Heh mate I need a pound. I dont like asking. Sammy shrugged. Being honest, its cause I was on the bevy last night; fuck knows what happened except Ive done the dough. I had my wages too and theyre gone, some bastards fucking robbed me I think. Ye dont know whos walking the streets these days. Know what Im talking about, nowadays, yere no safe walking the streets.

But these sodjers man if yere no a fucking millionaire or else talk with the right voice, they dont give a fuck.

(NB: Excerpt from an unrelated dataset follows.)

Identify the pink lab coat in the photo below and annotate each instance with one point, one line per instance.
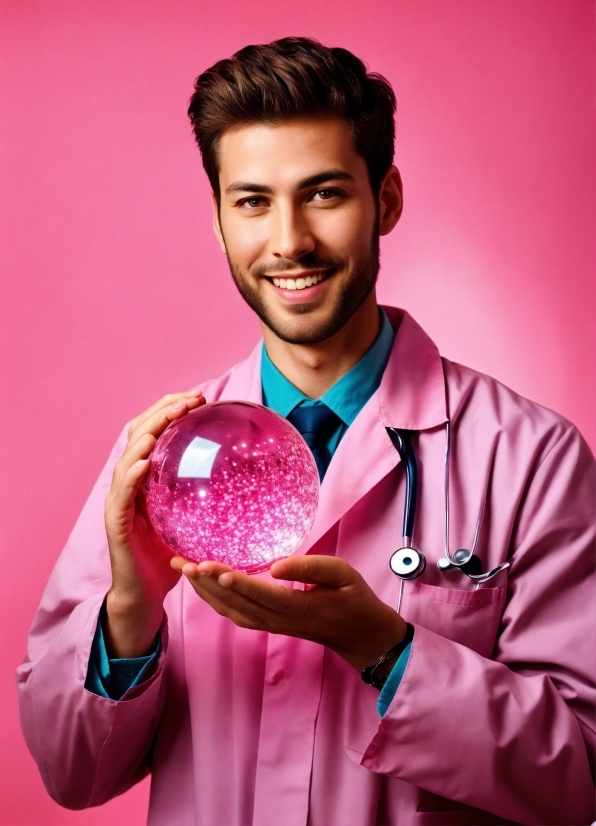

The guy nearest Sammy looked a bit puzzled by this irritating behaviour; he squinted at his mate for a second opinion. So Sammy got in fast and controlled: Naw, he said, being honest, I had the wages and went straight into the boozer with a couple of mates; and one thing led to another; I woke up in the outer limits somewhere ye need twenty-two buses to get back home, know what I mean, wild! That was the early hours this morning; all I had was the fare back into the city. And I need to get home, the wife, shell be going fucking mental, shell be cracking up. What day is it by the way?